Gesamtschulen jetzt erwünscht

Ministerpräsident Wulff kündigt Lockerung des Gesamtschulverbots an, doch die nötige Gesetzesänderung ist erst für 2008 anvisiert. Gesamtschul-Inis fürchten Wahlkampfbluff

VON KAIJA KUTTER

Steter Tropfen höhlt den Stein. Die Proteste von Gesamtschulinitiativen haben Niedersachsens Landesvater Christian Wulff vier Monate vor der Landtagswahl zum Einlenken bewegt. Denn seit die CDU regiert, dürfen in dem Flächenland keine neuen Schulen dieses Typs gegründet werden. Vor Journalisten kündigte Wulff nun zu Wochenbeginn eine Lockerung an: „Dort, wo es bisher keine Gesamtschulen gibt und wo Kommunen als Schulträger diese unbedingt haben wollen, soll auch eine eingerichtet werden können.“

Die oppositionelle SPD kündigte daraufhin an, ihren erst kürzlich abgewiesenen Antrag zur Aufhebung des Gesamtschulverbots im November nochmals zu stellen. „Dabei sind wir gespannt, ob sich dann im Landtag die ideologischen Vorkämpfer gegen Gesamtschulen plötzlich vom Saulus zum Paulus wandeln“, sagte Spitzenkandidat Wolfgang Jüttner.

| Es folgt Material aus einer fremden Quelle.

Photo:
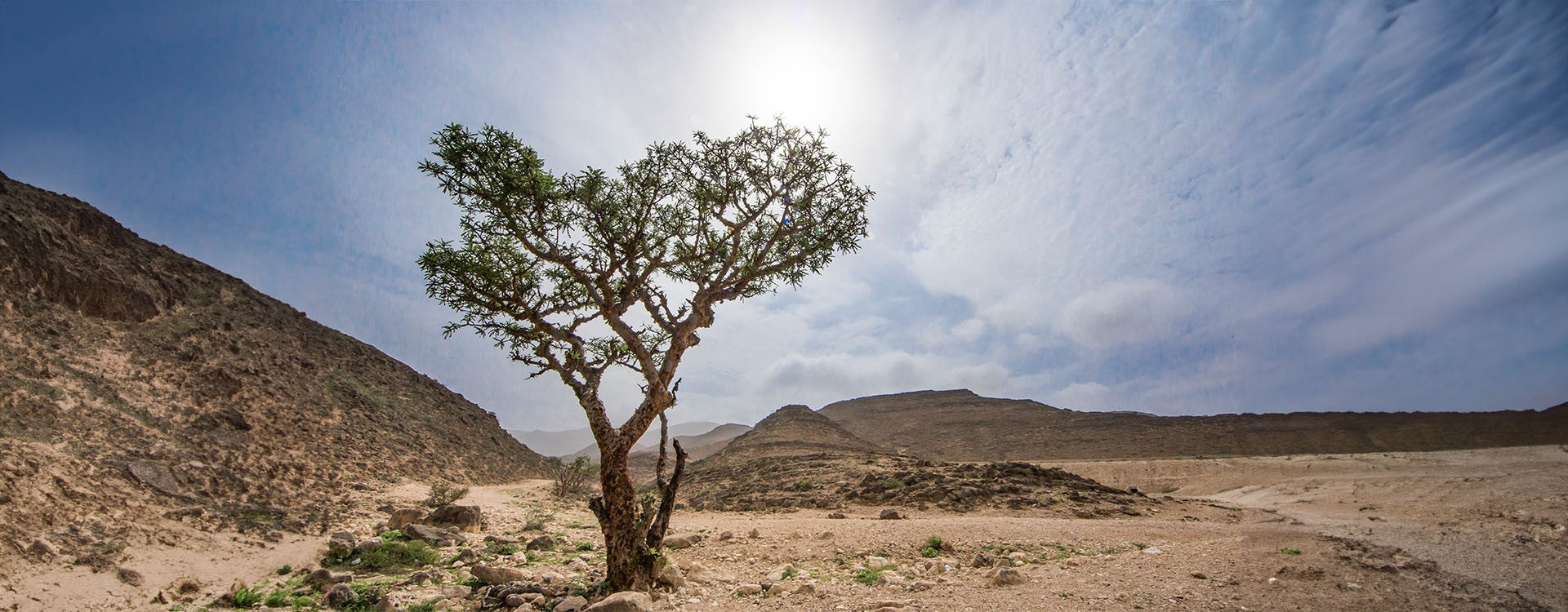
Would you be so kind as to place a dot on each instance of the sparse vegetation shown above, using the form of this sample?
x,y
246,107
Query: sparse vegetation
x,y
247,598
444,494
390,556
867,574
571,479
932,548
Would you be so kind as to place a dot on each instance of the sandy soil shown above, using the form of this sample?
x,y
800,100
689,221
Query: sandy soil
x,y
1474,531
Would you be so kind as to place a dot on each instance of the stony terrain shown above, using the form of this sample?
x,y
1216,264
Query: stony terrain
x,y
145,390
1217,553
961,426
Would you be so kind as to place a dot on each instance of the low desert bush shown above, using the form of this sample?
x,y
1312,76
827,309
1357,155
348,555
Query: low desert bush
x,y
444,494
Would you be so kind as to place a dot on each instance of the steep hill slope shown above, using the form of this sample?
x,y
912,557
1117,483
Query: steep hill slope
x,y
963,426
136,379
795,458
698,446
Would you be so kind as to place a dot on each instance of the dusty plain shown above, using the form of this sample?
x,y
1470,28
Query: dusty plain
x,y
1401,531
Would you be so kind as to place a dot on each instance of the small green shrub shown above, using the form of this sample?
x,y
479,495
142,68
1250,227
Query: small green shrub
x,y
391,556
247,598
867,576
932,547
443,494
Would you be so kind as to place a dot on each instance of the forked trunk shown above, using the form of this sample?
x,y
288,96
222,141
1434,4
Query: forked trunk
x,y
632,531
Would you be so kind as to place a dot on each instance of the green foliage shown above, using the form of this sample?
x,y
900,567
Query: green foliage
x,y
247,598
932,548
867,574
541,255
444,494
571,479
366,596
390,556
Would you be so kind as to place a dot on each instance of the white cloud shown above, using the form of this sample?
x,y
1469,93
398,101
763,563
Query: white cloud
x,y
1123,313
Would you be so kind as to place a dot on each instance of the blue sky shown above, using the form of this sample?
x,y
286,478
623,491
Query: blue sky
x,y
1162,207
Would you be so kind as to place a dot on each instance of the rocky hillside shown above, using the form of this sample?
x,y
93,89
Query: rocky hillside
x,y
698,446
968,428
795,458
136,379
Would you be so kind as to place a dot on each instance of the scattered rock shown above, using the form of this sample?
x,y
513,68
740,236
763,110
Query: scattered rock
x,y
434,535
623,601
323,579
782,572
337,596
129,576
497,574
670,576
184,589
684,540
42,548
748,589
402,517
1005,576
457,517
157,477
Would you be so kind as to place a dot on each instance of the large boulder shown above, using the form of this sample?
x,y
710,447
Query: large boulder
x,y
457,517
497,574
543,543
405,516
625,601
434,535
683,540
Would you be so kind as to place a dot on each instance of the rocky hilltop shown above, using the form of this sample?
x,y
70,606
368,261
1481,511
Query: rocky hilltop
x,y
795,458
143,385
966,428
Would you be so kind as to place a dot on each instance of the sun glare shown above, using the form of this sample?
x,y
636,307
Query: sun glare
x,y
792,69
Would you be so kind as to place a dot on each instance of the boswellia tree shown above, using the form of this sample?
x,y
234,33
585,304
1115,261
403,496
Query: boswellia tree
x,y
581,273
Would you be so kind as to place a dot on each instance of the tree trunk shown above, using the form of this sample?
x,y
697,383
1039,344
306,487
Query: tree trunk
x,y
630,564
634,531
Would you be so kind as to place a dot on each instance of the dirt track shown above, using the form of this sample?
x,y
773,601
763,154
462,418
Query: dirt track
x,y
1479,530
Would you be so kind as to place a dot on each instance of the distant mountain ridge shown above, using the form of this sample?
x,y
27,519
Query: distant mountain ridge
x,y
134,378
963,426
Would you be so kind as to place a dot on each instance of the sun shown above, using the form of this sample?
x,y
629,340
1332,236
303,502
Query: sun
x,y
797,69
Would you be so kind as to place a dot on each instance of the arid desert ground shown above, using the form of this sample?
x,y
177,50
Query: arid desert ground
x,y
1402,531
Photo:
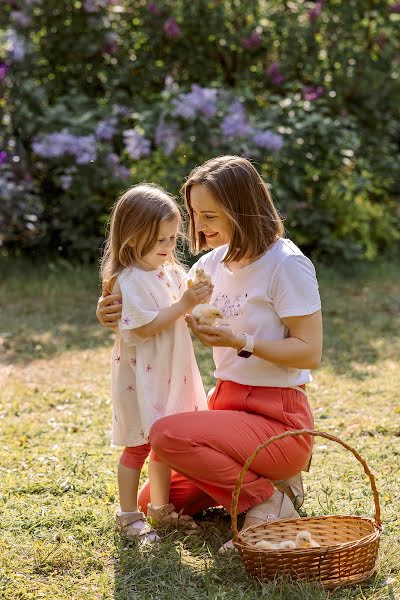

Doch an eine generelle Aufhebung des strittigen Satzes im Schulgesetz, „neue Gesamtschulen dürfen nicht errichtet werden“, denkt die CDU-Regierung gar nicht. „Niedersachsen ist und bleibt ein Land des gegliederten Schulwesens“, sagt Georg Weßling, Sprecher von CDU-Kultusminister Bernd Busemann. Es gehe um die „Lösung von Einzelfallproblemen“, für die eine Gesetzesänderung nötig sei. Weßling: „Das ist vom Verfahrensablauf her vor der Wahl nicht mehr zu schaffen.“

Die Sache sei „so konkret nicht“, sagt der Sprecher. So kann er nicht sagen, ob Kommunen wie Hannover, die bereits Gesamtschulen haben, künftig eine weitere einrichten dürfen. Der Oberbürgermeister Stephan Weil hatte bereits angekündigt, das würde er gern tun. Obwohl es in der Leinestadt sechs Gesamtschulen gibt, müssen Jahr für Jahr rund 200 Schüler abgewiesen werden.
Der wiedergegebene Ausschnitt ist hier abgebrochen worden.